The record also indicates that relator had consulted his court-appointed counsel prior to entering his pleas. During the discussions the tactical decision was made to plead guilty with the hope of obtaining leniency. At various times during his federal habeas corpus hearing, relator testified that he decided to “take the rap” for certain co-defendants who had long records because he hoped to get a light sentence. Finally, the record indicates that relator knew the difference between a plea of guilty and not guilty. He had admitted his guilt only a few days earlier at Robert’s trial.

Having reviewed the evidence in its entirety, we have reached the conclusion that relator’s confession, if in fact coerced, did not taint or induce his guilty plea. In short, relator entered his plea knowingly and voluntarily with the expectation of a lighter sentence and was disappointed with a 15 to 35 year sentence.

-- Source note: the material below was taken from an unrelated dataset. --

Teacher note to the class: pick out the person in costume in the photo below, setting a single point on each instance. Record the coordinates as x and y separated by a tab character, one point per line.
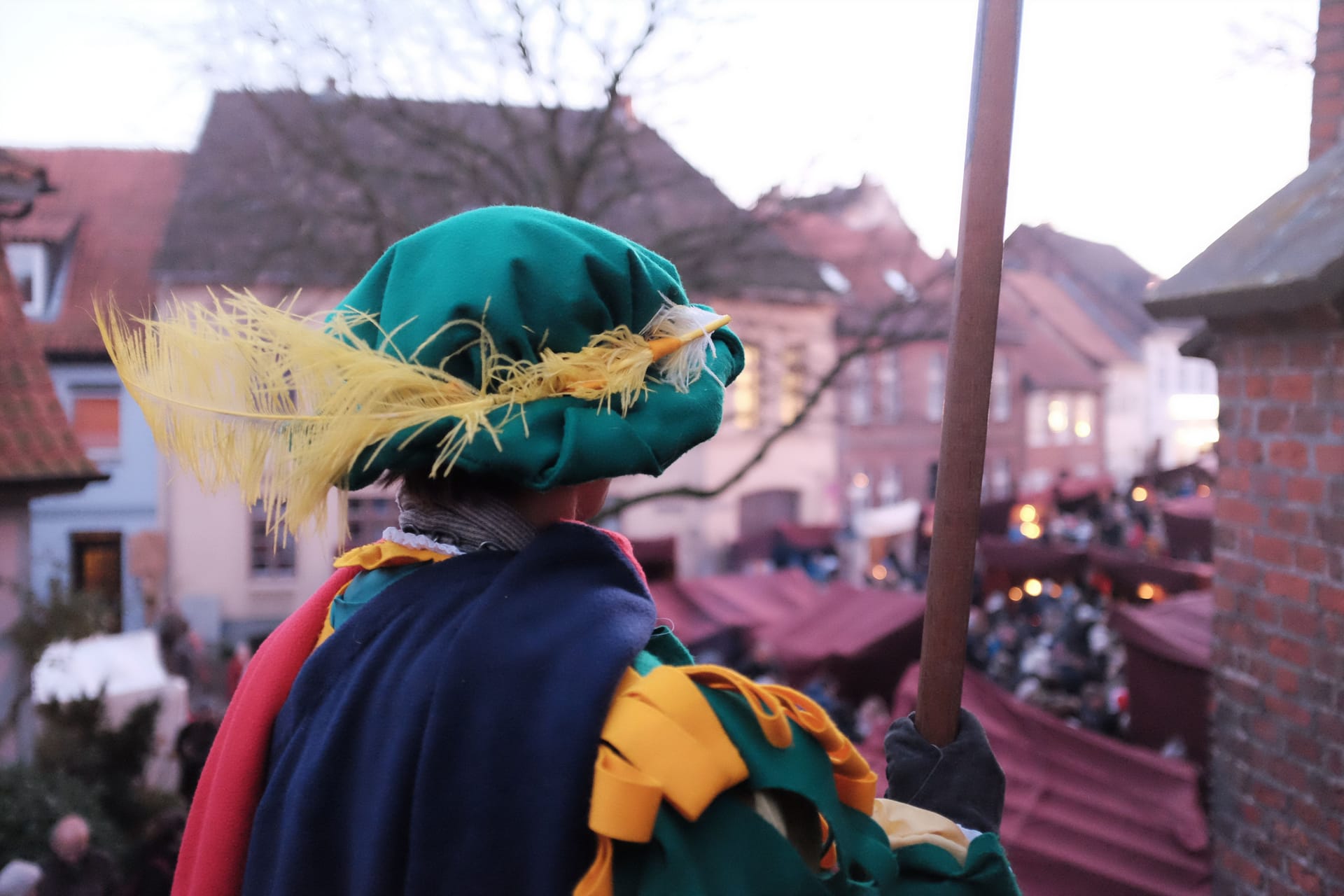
483	700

Relator apparently feels he has already served enough time in prison for the commission of these crimes although he admits that he erred greatly in committing another robbery in Bucks County, Pennsylvania, while on parole from Graterford Penitentiary, for which he was returned to prison as a parole violator. Although this Court is sympathetic to relator in that he appears to have mended his ways in many respects, it is not our province to grant him relief in the nature of parole. Any application for a second parole must be made by relator to the State Board of Parole.

In conclusion we note that our disposition of the voluntariness issue makes it unnecessary to decide several other questions which relator has raised in his present petition and which he had previously submitted to the state courts.

The Court expresses its gratitude to Jay Meyers, Esquire, for his unselfish, able and assiduous service on relator’s behalf, all of which was performed without compensation.

ORDER

And now, this eighth day of August, 1967, it is ordered that the petition of Louis McCloud for a writ of habeas corpus be and the same is denied.

. Roberts was granted a new trial [Commonwealth v. Roberts, 161 Pa.Super. 548, 55 A.2d 577 (1947) ] and eventually won an acquittal.